Carina Meyer shares why she values courage

First National Financial LP Mar 16, 2023   mins

Carina Meyer, IT Business Analyst, Toronto, shares what it was like growing up in South Africa, why she values courage and what #EmbraceEquity means to her.

In honour of International Women’s Day, we are profiling several inspiring women on our team. These women lead by how they live in the world, how they share their wisdom through their actions and integrity and how they show up every day. Carina Meyer, IT Business Analyst, Toronto, shares what it was like growing up in South Africa, why she values courage and what #EmbraceEquity means to her. 

Q: Tell us your story in your own words.

CM: I grew up in South Africa with a lot of strong, independent women surrounding me. My father’s mother was widowed at a young age with three young kids. She went against the conventions of Afrokaans culture during that time period and kept her farm and kept my dad with her. My mother’s mother was known as the wild grandma. She was a rebel. When she was a teenager, she would go to the derby in town and race the farmers’ horses even though her dad forbade it. My mother had similar strength. She didn’t wait for people to do what she wanted. The way these three women lived their lives had a huge impact on me. 

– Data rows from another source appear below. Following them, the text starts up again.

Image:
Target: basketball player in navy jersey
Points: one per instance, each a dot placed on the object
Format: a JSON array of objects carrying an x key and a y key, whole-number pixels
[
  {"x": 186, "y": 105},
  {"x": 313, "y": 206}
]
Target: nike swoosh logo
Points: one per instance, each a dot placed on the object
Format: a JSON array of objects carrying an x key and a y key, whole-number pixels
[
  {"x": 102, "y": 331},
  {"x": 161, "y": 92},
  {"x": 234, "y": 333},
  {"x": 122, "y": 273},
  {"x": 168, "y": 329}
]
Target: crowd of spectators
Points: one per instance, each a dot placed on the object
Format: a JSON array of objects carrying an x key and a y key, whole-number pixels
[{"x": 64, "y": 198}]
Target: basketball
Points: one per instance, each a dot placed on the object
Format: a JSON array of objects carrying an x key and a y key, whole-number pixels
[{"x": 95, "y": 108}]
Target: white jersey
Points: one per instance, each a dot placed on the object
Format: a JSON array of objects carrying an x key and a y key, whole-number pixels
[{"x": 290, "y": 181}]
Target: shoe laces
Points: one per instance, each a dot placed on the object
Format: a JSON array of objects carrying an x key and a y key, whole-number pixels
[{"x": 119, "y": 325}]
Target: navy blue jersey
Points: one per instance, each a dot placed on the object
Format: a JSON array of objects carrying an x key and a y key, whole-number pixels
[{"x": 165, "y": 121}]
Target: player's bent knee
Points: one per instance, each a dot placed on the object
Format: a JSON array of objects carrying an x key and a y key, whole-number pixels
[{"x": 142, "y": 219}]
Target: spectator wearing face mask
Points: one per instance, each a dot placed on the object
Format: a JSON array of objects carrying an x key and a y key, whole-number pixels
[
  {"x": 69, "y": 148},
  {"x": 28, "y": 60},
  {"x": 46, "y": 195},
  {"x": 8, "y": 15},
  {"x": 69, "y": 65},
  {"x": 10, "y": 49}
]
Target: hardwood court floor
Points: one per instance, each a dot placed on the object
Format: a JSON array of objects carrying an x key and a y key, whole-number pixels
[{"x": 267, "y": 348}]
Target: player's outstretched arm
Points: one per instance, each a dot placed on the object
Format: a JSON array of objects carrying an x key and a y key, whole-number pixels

Growing up in South Africa, life in a Christian, Afrokaans community was very conservative. There was an expected path – school, maybe higher education, marriage and kids. After high school, I went to work at an aviation company. That’s where I broadened my horizons and started to think for myself. But I did end up following the prescription and chose an “acceptable” life of marriage and two kids. In time, I realized it was important to be happy within yourself, face your fears and live your life. I ended my marriage and fell in love with an amazing person. We got married 11 years ago and have a wonderful son together. When the opportunity came up to move to Canada, it was an easy decision for me. I wanted to show my kids that there is so much more to life than the prescription. If I could pick up my life and move to Canada at 50 years old, there isn’t anything that is out of their reach. When we arrived, we were very clear that we wanted to become active participants in our community and contribute meaningfully to the economy.

Q: Why does the word courage resonate with you to exemplify how you live in the world?

CM: There are so many women in similar situations to mine. They are stuck in circumstances that don’t resonate with their truth. They are living by someone else’s rules. Breaking free of the image of how you are supposed to live takes courage. It is brave to step up for yourself as an individual, live the life you’re passionate about, reach goals that you define and realize your own dreams. Fear drives so many of our decisions. It takes an immense amount of courage to overcome those fears and step into the unknown confidently. 

Q: From your life experiences, what wisdom do you want to share with other women?

CM: You are enough. It’s the biggest fear that holds women back. Make your life decisions from your heart to reflect your true self. When I started to do that, a whole new world opened up for me. My whole career changed. Strive in your career and do everything to the best of your ability. The outcomes will always follow. You will be a success. When you can conquer your fears and know that you are enough exactly as you are, the world will open up to you in ways you never imagined. 

Q: As a woman, what is it like to work at First National and what inspires you?
CM:
 I worked for a big corporate company in South Africa. It wasn’t a fit for my personality. When I found the role at First National, I went on the web site to learn more. One little phrase caught my attention – how we show up for each other every day. My interview with Mika Hasanen was so comfortable and disarming. When I came in my first day, the diversity of the team stood out for me. Right away, I felt the respect that anchors the culture. Everybody is standing there with their hands out offering to help. We are all there for each other to make sure that nobody gets left behind. Everyone has a purpose on the team, and everyone is valued. For me, empathy is the most important measure of true leadership. I walked into a new company, in a new country, in a new culture and was accepted without question and cared for immediately because I was there and part of the team. 

Q: #EmbraceEquity is the theme for International Women’s Day 2023. What does that mean to you?

CM: Equity acknowledges diversity and inclusion for everyone and must be part of every society’s DNA. But it starts with each person in their own life. It is up to each of us to be conscious and intentional about embracing equity in our personal lives, communities and places of work. Earlier I mentioned how much First National’s focus on “the way we show up for each other” resonated with me. And equity is so much a part of that. As we all continue to embrace equity consciously in our personal lives, our workplace, culture and team will benefit and flourish.